Then I was recruited by Qualcomm. At Qualcomm, I started working on application processors, again in the smartphone space. I managed the application processor technology called Snapdragon, which is in quite a few Android smartphones. I think your listeners might be quite familiar with that. Then I also ran the IoT division there. From there, I was about nine years at Qualcomm, and then I was five years in Micron. I was running the mobile division, which sold the NAND and DNA into mobile phones.
Now, that's about 30 years of building chips for various consumer electronic applications. What I realized over that time period was that we've built some tremendous processors, tremendous memories and displays, and NAND devices, that really changed the experience of the smartphones, which we all love dearly, and other consumer electronic devices. But what I was finding out towards a later part of that my journey was that the bigger limitation now for us to have the next generation experience of the smartphones was really the battery because the processors run really fast and they do great things and memories are very fast and so on. Displays are really good. The cameras are fantastic.

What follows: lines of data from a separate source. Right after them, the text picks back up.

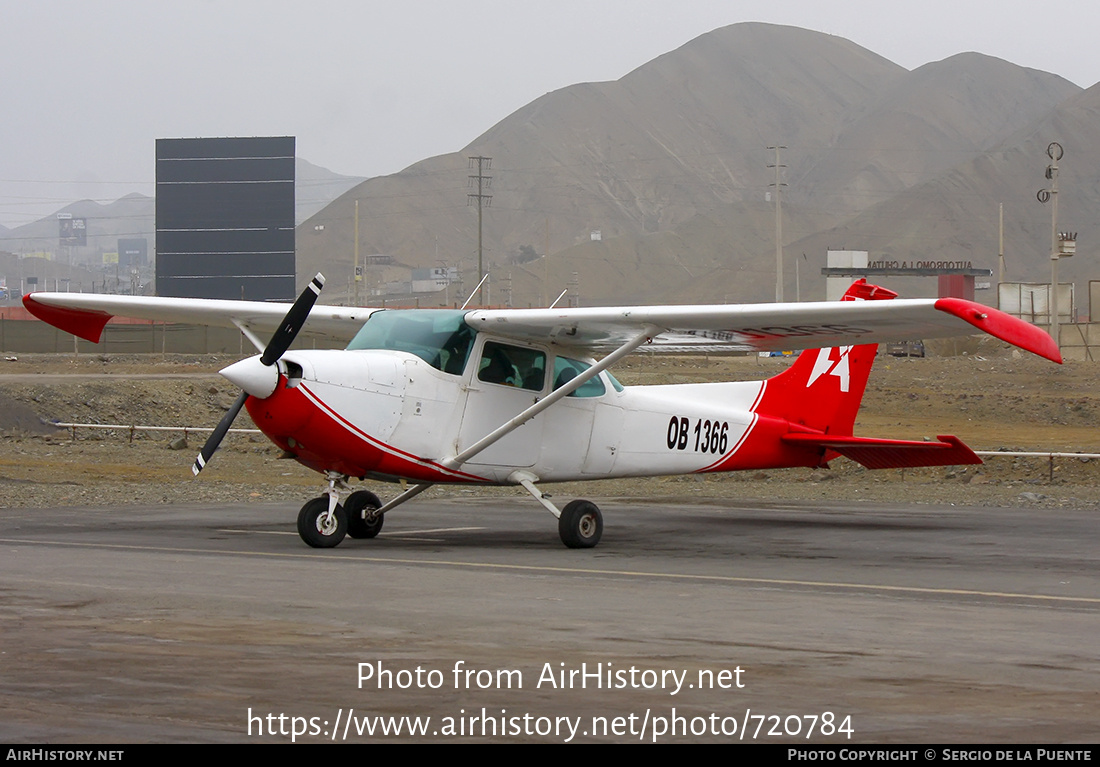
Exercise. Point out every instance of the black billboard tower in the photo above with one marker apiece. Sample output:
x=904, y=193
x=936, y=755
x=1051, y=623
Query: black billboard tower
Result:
x=224, y=218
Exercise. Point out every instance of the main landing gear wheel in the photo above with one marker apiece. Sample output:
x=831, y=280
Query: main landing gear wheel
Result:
x=580, y=525
x=356, y=503
x=318, y=528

But to really get the full performance out of those devices, the battery has become the limiting factor. So, I felt like this stage of my career, I should work on improving the battery technology so that all these chips that we built so far and continue to build will deliver the user experience that we all want. With the AI and Generative AI and machine learning applications coming to the phones now, the need for the battery life and the need for high-performance batteries is just only growing more and more.
So, that's how I ended up at Enovix. I will say a little bit more about Enovix, but it's a very – it's a truly differentiated company in terms of making 100% active silicon batteries, and that is only company that I know of that's making 100% active silicon batteries, and they have an advantage that they can deliver much higher energy density in the same form factor.
Bill Derasmo:
Well, thank you for walking through all that. I wanted to start by mentioning that we've had a wide variety of companies discussed in this program. We've had folks from other organizations as well. Enovix is a bit more mature than a number of maybe some of the recent companies we've had on. Enovix is a listed company on NASDAQ, stock ticker symbol, ENVX. Maybe we could just start with a quick discussion and understanding some of the story may have preceded your time as CEO of the company. But maybe we could just touch on the process of moving from a VC back company all the way to a publicly traded company on NASDAQ.

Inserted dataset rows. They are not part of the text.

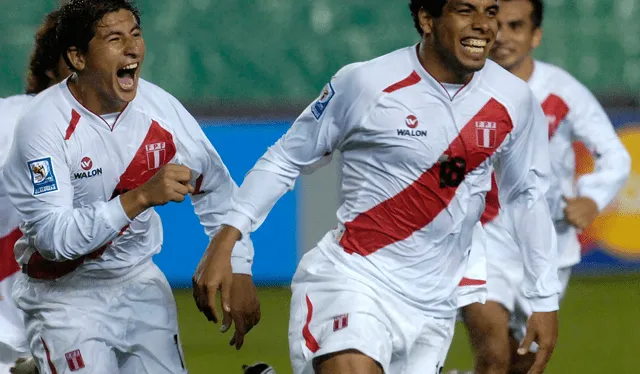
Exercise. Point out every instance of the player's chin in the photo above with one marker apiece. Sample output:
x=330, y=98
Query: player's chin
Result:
x=473, y=65
x=126, y=93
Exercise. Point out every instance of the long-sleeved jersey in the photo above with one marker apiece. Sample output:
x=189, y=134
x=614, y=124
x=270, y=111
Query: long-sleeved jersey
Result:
x=11, y=108
x=573, y=114
x=416, y=165
x=68, y=166
x=11, y=325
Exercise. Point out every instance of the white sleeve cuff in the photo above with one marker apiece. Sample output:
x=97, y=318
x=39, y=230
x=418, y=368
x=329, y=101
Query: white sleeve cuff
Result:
x=242, y=257
x=238, y=220
x=115, y=214
x=599, y=200
x=241, y=265
x=545, y=304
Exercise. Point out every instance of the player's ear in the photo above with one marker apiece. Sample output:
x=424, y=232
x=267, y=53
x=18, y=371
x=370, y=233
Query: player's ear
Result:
x=537, y=38
x=426, y=21
x=76, y=58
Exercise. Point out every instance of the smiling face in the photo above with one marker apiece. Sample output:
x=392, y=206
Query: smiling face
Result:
x=463, y=35
x=111, y=65
x=518, y=35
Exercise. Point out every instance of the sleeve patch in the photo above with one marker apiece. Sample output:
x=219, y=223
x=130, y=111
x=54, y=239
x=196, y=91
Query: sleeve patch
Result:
x=42, y=176
x=321, y=104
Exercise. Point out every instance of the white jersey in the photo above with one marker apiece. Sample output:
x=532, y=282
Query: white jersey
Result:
x=573, y=114
x=68, y=167
x=416, y=167
x=11, y=325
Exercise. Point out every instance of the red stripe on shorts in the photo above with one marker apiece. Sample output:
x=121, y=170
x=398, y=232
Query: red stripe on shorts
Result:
x=471, y=282
x=309, y=340
x=412, y=79
x=48, y=354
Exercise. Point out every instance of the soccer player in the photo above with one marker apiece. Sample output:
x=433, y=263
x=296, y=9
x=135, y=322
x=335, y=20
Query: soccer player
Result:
x=419, y=130
x=46, y=68
x=573, y=114
x=92, y=156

That must have been an exciting and maybe some days, scary journey, but if you could just touch on what that's like as a CEO for you, of sort of a newly listed company, relatively speaking, what that's like, and just share with our audience. Because I think a lot of people are interested in that investor, corporate side of things.
Raj Talluri:
Yes, absolutely. So, I'll say a little bit about the company first. I mean, the company has been there for almost over 16 years now. I think started by a few people from IBM. They had this vision that if you replace the graphite in a lithium-ion battery, which is the anode material, predominantly right now, ever since the lithium-ion could of batteries have been invented. With silicon, you can actually get much higher energy density because silicon has the ability to store much higher amount of lithium than graphite.
So, that is actually one of the key reasons why the energy density of batteries hasn't grown up a lot because traditionally all the batteries have been still with graphite. Now, it's not that easy to replace graphite with silicon because silicon, when you put in a battery, it takes a lot of lithium from the cathode and it deposits in the anode, but it tends to swell up and become really big like a balloon. You have to stop that silicon from selling and constrain it.
The company came up with some very clever ways to make silicon not swell through different ways of constructing the battery. That innovation is what really, has a promise of delivering much higher energy density. That was when the company went public, when they figured out how to actually do that. That was about, I guess, in ‘21 or so. And I was hired as a CEO last January to scale the company to the next level. Now, that we got the technology in a reasonable place, my job is to now build factories and build batteries at scale that really get into the customer markets, of which I have a lot of experience in scaling and running large businesses.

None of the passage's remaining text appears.